The Christie Plan: Ending unemployment, one cameraman at a time

With respect to TV coverage, B.A.S.S. played the odds here and lost. The nattering nabobs of negativism who troll the fishing message boards are going to complain that B.A.S.S. should have had a camera in every boat. Some of them probably think we need a camera in all 100 boats from the get-go. The most extreme among their ranks could be convinced that Jerry McKinnis should personally implant a GoPro in the cerebral cortex of anyone who purchases a bass boat or a pack of shaky heads. Obviously, there are resource limits here. If B.A.S.S. expanded the number of cameramen to eight or 10 or 12, you’d still end up missing some highlights. And at what cost? Would it add a dollar to your B.A.S.S. membership costs? Decrease the payout for the anglers? Require an additional commercial during each broadcast of The Bassmasters (thereby potentially depriving some starving up-and-comer of his much-needed two minutes of fame)? Could they even find a dozen dudes who can balance the big camera on their shoulder in bucking 8-footers on Erie and still bring back a decent product?

Because my column is on Bassmaster.com, some people will likely think this paragraph to be overly apologist. That’s your right, but I think my track record on this and other publications shows that I can be extremely critical when criticism is warranted.

While I’m disappointed that we didn’t see the tournament-altering acres of schooling fish, my takeaway here is that the production crew recovered nicely, getting some fishing footage of Christie along with a lot of subsequent narrative from him. There may be an element of luck to that, but there’s also a bit of forethought at work. Over the past handful of years, B.A.S.S. has added the tournament blog, the Marshal program and BASSTrakk. None of them is perfect, and each has been maligned by certain parties – sometimes fairly, other times not so much – but each of these tools improved our understanding of the Bull Shoals event, and the television coverage, in a way that would not have been possible just a short time ago. At the dawn of the Elite Series, the Bassmaster crew – let alone the average fan – would have had little idea of Christie’s charge until the scales were closed or nearly closed.

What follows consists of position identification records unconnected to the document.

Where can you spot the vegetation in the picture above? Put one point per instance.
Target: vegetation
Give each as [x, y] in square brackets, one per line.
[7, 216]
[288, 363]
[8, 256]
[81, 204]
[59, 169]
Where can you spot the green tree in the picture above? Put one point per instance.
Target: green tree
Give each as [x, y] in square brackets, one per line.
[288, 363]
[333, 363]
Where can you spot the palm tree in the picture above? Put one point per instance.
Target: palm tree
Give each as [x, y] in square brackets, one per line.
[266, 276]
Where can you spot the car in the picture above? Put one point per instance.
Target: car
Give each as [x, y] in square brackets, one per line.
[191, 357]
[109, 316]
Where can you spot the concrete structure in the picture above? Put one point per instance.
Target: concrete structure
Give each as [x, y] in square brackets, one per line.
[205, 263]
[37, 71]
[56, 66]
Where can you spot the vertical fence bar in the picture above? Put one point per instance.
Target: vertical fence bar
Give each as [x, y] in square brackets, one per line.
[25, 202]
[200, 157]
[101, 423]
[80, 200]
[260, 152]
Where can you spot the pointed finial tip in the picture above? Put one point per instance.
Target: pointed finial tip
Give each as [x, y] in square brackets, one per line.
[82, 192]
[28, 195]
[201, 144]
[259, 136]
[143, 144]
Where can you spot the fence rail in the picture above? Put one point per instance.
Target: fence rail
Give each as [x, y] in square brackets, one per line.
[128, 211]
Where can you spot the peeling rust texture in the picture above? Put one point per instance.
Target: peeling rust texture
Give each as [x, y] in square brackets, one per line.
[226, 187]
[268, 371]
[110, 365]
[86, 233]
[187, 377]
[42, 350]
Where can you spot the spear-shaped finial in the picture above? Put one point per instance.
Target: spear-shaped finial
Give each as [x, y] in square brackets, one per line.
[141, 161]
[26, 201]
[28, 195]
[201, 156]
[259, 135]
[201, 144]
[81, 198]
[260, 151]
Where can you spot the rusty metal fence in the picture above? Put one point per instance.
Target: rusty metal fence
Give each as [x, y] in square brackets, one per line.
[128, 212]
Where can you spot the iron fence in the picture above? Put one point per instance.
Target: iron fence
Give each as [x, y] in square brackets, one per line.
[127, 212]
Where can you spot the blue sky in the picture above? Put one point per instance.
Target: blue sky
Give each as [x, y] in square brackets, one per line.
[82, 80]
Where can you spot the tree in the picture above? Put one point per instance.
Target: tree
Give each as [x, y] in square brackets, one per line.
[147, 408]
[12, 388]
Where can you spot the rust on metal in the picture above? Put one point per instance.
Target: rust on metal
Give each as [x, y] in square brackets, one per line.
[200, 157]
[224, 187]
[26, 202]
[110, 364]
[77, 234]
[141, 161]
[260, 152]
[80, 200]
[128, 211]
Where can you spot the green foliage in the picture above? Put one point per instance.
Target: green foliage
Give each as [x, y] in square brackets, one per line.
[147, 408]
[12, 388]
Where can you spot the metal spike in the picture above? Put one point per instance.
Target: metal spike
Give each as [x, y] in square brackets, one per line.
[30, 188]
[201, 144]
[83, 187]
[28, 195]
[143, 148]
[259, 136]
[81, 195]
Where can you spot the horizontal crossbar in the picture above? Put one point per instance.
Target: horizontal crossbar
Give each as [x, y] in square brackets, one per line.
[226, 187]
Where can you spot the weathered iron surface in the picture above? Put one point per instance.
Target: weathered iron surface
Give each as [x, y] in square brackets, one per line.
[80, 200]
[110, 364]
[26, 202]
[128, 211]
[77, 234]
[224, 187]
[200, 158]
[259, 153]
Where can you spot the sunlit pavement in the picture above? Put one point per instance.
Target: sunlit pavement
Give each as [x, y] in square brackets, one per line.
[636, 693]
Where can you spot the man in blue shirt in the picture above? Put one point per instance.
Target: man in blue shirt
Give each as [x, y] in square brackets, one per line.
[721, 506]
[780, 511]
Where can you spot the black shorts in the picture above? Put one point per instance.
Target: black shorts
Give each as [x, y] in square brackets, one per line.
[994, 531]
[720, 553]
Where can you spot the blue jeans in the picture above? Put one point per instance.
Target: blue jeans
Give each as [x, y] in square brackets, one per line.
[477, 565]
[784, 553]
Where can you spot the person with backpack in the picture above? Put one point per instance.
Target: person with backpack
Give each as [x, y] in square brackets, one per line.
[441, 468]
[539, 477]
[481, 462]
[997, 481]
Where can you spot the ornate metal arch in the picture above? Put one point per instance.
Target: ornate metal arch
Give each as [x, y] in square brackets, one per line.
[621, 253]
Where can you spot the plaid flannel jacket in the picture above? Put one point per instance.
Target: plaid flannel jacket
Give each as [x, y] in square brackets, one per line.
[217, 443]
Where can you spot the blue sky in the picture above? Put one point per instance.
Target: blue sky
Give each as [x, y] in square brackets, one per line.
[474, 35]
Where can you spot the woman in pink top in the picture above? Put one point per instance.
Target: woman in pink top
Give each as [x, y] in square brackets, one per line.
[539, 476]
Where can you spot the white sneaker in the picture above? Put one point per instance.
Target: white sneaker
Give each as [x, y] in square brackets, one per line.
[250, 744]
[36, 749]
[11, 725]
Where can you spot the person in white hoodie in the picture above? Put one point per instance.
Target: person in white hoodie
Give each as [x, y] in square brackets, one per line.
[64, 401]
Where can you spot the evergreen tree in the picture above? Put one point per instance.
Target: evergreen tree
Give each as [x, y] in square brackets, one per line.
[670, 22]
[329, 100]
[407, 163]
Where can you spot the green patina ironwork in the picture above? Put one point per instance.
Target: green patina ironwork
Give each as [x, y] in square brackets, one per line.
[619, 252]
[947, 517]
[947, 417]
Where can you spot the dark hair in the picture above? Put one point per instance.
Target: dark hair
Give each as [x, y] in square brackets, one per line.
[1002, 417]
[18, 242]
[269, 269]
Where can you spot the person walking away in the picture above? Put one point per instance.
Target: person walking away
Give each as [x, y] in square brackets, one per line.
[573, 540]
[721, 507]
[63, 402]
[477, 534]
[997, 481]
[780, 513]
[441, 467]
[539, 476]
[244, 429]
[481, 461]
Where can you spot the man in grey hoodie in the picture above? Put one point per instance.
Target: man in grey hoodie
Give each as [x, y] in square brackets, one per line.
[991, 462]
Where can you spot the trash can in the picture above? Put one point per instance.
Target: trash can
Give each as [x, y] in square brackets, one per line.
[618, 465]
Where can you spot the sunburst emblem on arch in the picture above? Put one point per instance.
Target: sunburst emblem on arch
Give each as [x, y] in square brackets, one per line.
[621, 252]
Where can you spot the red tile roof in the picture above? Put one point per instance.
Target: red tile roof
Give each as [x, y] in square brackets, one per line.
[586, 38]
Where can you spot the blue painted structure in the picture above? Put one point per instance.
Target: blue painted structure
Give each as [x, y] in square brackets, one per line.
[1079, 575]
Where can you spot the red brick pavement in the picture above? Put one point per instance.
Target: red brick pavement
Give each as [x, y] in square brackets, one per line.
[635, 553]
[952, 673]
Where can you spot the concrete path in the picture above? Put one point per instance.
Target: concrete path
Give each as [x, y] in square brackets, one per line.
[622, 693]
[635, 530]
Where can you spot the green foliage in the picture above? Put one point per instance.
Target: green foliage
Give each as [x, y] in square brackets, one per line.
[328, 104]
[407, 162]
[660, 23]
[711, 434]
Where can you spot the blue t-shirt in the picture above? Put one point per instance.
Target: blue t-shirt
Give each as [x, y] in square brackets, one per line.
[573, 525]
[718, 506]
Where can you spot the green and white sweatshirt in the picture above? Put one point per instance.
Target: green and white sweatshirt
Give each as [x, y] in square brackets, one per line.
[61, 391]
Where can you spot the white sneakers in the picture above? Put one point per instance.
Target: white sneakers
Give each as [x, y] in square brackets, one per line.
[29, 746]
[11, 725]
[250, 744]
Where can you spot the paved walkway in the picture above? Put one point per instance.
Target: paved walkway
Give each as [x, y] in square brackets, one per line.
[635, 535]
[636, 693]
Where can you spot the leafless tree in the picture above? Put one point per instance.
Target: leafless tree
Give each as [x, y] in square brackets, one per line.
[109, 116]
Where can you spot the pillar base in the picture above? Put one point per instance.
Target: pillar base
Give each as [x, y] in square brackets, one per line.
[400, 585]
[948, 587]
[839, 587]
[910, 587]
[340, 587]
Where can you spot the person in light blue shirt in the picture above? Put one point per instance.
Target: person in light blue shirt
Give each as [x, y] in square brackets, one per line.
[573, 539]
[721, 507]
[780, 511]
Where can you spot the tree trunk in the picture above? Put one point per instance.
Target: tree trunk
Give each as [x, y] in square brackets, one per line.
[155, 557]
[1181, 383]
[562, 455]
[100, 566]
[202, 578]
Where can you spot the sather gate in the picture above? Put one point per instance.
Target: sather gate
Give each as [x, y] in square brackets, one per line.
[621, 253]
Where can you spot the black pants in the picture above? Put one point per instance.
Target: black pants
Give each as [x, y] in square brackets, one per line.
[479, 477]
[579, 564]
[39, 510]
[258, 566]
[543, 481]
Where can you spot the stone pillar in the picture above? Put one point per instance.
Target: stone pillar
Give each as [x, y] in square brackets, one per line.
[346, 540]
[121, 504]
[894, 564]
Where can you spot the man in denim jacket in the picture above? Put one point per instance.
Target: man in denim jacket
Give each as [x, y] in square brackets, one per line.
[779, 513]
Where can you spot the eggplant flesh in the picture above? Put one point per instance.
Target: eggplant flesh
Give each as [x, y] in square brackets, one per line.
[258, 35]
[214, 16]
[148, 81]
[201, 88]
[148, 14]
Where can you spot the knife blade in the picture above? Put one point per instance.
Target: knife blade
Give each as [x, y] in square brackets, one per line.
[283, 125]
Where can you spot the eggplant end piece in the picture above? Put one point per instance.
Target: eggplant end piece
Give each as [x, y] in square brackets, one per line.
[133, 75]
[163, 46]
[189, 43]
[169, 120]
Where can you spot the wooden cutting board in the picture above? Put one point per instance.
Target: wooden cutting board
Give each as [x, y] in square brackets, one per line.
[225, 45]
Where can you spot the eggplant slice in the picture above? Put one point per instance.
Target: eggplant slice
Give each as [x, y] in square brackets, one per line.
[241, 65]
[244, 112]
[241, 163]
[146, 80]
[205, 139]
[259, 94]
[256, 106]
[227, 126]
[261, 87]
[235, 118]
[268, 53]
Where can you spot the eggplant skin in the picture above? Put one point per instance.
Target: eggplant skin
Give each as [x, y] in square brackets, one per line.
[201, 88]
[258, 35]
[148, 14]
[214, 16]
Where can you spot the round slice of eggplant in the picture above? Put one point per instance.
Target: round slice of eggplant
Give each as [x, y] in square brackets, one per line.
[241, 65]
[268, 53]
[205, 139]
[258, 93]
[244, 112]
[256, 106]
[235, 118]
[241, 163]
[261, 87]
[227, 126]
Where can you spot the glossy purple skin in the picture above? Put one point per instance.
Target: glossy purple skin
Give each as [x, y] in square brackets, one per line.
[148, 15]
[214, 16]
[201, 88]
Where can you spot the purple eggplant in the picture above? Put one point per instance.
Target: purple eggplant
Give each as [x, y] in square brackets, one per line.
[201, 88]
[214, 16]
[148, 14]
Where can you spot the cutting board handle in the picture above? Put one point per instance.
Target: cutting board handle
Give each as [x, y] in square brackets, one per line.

In a sport where a hundred competitors are spread out over tens of thousands of acres and the key action may occur in a five-minute stretch out of an eight-hour day, we are bound to miss things and lose historic moments. The goal should be to lose fewer and fewer as we evolve.

I’m sure the brain trust in Little Rock and Birmingham is going through lots of pots of coffee trying to figure out how to avoid these issues going forward. In fact, they’ve already been confronted with a similar situation again at the Open level, with Stephen Browning making a similar 12th to 1st place charge this past weekend on the Red River (They’re already calling it “Pulling a Christie” – how cool is that?). It may not bite us again for five or six years, but at some point it will happen, and it would be a shame not to have learned a lesson from these experiences.

I don’t know how the TV folks should address this issue on a global basis, but I have one simple suggestion, offered at no charge, to solve the micro-level problem: Whether he’s in 1st, 2nd, 11th or 99th, it probably makes sense to keep a camera glued to Jason Christie. He just keeps going and going and going (wrong battery company, but you get the idea).